«Цены на жизненные продукты все повышаются»,
– сообщали СМИ. – Ржаная мука дошла до 4 руб., а овес до 3 руб. 85 коп. за пуд… Растут цены на молоко, яйца, сметану, масло. Небольшая крынка молока стоит теперь уже 20 копеек, скоромное масло 1 руб. 60 коп. Мясом торгуют от 45 до 50 коп. за фунт. И на все претензии покупателей слышится один ответ: «время военное, все дорожает». «К июлю-августу 1916 г. рост оптовых цен, против довоенного уровня, достигал: для хлеба 91%, для сахара 48%, для мяса 138%, для масла 145%, для соли 256% и т. д., – писал Ольденбург. – Это отчасти объяснялось ростом количества бумажных денег, но в еще большей мере – своего рода забастовкой деревни. Крестьяне, а им принадлежало семь восьмых русского хлеба, все менее охотно продавали свои продукты, из опасения реквизиции, они начинали прятать зерно, зарывать его в землю»[53].Чтобы купить дефицитные продукты, гражданам приходилось по многу часов, а то и целыми днями стоять в очередях. Типичный случай имел место 11 октября на площади Острожной[54]
в Нижнем Новгороде: «По случаю выдачи из городских лавок сахара опять образовались громадные хвосты. Говорят, вчера у лавки на Острожной площади собралось около 400 человек». При этом составлялись списки, а каждому очереднику присваивался индивидуальный номер.
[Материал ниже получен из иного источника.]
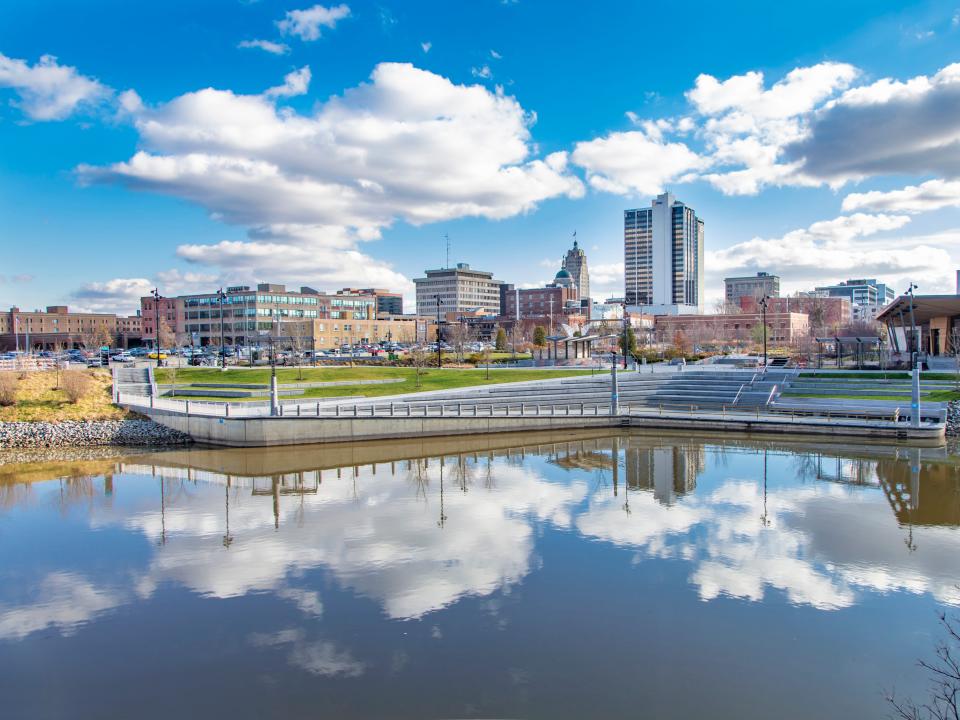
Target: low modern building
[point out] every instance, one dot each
(56, 328)
(388, 303)
(755, 286)
(460, 289)
(826, 314)
(306, 318)
(784, 328)
(867, 296)
(937, 319)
Сахар был особенно дефицитным продуктом, к тому же он использовался при изготовлении самогона, поэтому торговля им была разрешена только в государственных магазинах. Между тем продавцы, не заинтересованные в максимальной выручке, еще и всячески издевались над народом, устраивая перекуры и двухчасовые обеденные перерывы. В результате покупателям приходилось чуть ли не спать в очередях. Понятно, что и без того нехорошее настроение людей от этого отнюдь не повышалось.В то же время зарплата на предприятиях не только не повышалась вслед за убегающей инфляцией, но еще и задерживалась. В частности, на это жаловались водители и кондукторы городского трамвая. Последние получали оклад всего 1 рубль 30 копеек в месяц (сравните с вышеуказанными ценами!) плюс пятнадцатипроцентную надбавку по случаю войны. И даже эти нищенские деньги им выплачивали с опозданием. Задержки зарплаты имели место и на военных заводах: Сормовском, «Этна», Курбатовском, других.
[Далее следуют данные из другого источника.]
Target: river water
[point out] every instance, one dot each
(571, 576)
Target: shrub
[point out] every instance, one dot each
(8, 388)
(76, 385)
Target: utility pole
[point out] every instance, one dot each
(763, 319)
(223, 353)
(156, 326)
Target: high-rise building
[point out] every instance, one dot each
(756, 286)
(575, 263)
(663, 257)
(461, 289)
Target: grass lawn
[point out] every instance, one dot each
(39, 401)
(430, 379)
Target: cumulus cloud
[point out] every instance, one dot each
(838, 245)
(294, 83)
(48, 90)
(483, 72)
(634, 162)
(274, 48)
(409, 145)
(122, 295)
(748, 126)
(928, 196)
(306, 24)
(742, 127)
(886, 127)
Мало было неприятностей, так еще и начавшийся осенний паводок сорвал начало отопительного сезона. Сильные дожди привели к тому, что вода в Оке и Волге стала прибывать на 10 вершков (по-нашему 44 сантиметра) в день, затапливая причалы и прибрежные склады. В итоге сложенные у берега штабеля дров, приготовленные для обеспечения населения предстоящей зимой, начали попросту уплывать. «С каждым днем вода прибывает в Нижнем с Волги и Оки, увеличивая размеры дровяного кризиса,
– писал „Нижегородский листок“. – С первого же дня появления на Волге дров городским исправником И. Ф. Высоковским была организована ловля их. Прибрежным крестьянам Кошелевки, Печер, Подновья и других было предложено извлекать дрова из воды и выкладывать их в сажени на берегу. Ловцов дров обнадежили, что за работу им будет плачено городской управой. Однако денег не получали, работали плохо, много дров украли прибрежные жители».